Eszopiclone prevents excitotoxicity and neurodegeneration in the hippocampus induced by experimental apnea.

ABSTRACT

STUDY OBJECTIVE: This study was designed to determine the effects of eszopiclone on apnea-induced excitotoxic synaptic processes and apoptosis in the hippocampus. DESIGN: Recurrent periods of apnea, which consisted of a sequence of apnea (75% SpO2), followed by ventilation with recovery to normoxia (> 95% SpO2), were induced for a period of three hours in anesthetized guinea pigs. The CA3 Schaffer collateral pathway in the hippocampus was stimulated and the field excitatory postsynaptic potential (fEPSP) response was recorded in CA1. Animals in the experimental group received an intravenous injection of eszopiclone (3 mg/kg) 10 min prior to the initiation of the periods of recurrent apnea, and once every 60 min thereafter; control animals received comparable injections of vehicle.

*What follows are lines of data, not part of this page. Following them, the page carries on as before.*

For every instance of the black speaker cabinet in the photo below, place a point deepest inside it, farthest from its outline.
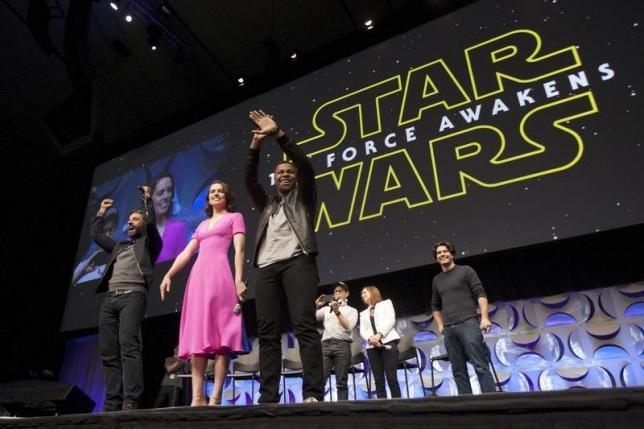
(43, 398)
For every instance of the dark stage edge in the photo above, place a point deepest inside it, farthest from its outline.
(601, 408)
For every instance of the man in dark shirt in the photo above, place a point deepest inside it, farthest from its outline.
(127, 277)
(456, 293)
(284, 253)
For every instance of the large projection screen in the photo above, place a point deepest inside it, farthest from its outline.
(501, 125)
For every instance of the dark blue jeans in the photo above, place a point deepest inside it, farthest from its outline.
(336, 355)
(296, 279)
(463, 343)
(119, 342)
(384, 361)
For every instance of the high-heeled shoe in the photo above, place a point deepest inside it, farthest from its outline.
(198, 401)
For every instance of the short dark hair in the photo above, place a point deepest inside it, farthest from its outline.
(447, 244)
(342, 285)
(230, 197)
(288, 161)
(156, 181)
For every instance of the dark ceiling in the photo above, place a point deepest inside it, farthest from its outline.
(77, 75)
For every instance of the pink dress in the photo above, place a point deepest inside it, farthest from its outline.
(208, 323)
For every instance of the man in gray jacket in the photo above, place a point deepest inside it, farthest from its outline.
(284, 253)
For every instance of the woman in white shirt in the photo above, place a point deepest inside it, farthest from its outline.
(377, 328)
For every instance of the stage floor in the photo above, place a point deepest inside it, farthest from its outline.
(601, 408)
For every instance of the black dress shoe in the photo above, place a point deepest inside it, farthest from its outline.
(131, 406)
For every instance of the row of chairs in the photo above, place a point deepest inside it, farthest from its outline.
(246, 367)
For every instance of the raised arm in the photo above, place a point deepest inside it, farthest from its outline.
(155, 242)
(254, 188)
(97, 231)
(305, 173)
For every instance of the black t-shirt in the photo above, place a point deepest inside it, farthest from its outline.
(455, 294)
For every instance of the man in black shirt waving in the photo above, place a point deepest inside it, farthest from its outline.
(456, 293)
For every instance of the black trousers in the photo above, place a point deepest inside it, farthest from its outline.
(336, 355)
(384, 361)
(119, 342)
(297, 280)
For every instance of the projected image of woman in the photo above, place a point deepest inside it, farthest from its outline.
(209, 324)
(172, 231)
(377, 327)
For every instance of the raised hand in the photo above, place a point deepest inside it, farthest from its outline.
(105, 205)
(266, 126)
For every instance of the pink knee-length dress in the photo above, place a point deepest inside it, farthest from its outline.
(209, 325)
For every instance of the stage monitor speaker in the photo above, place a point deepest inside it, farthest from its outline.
(43, 398)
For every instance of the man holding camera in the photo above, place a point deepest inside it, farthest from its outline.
(338, 319)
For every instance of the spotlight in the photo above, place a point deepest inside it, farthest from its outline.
(154, 36)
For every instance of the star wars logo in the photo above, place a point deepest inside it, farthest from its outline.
(426, 137)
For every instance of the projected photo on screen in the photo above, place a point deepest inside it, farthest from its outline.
(501, 125)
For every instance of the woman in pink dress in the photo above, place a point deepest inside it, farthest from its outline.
(209, 324)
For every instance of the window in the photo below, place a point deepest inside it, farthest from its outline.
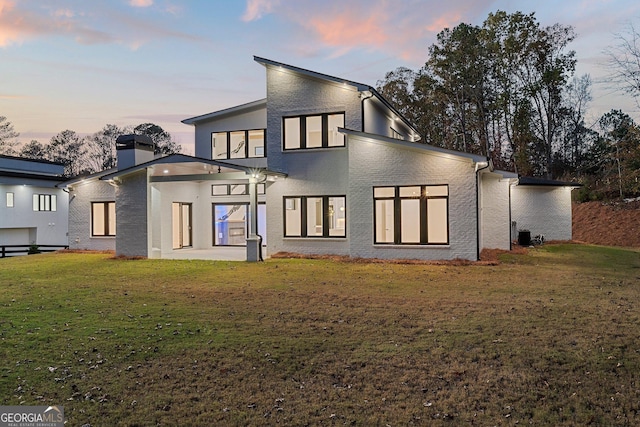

At the end of the 3-h period of recurrent apnea, the animals were perfused, and hippocampal sections were immunostained in order to determine the presence of apoptosis, i.e., programmed cell death. ANALYSES AND RESULTS: Apnea resulted in a persistent increase in synaptic responsiveness of CA1 neurons as determined by analyses of the fEPSP. Eszopiclone antagonized the apnea-induced increase in the fEPSP. Morphological analyses revealed significant apoptosis of CA1 neurons in control animals; however, there was no significant apoptosis in eszopiclone-treated animals. CONCLUSIONS: Eszopiclone was determined to suppress the apnea-induced hyperexcitability of hippocampal CA1 neurons, thereby reducing/eliminating neurotoxicity. These data lend credence to our hypothesis that eszopiclone, exclusive of its hypnotic actions, has the capacity to function as a potent neuroprotective agent.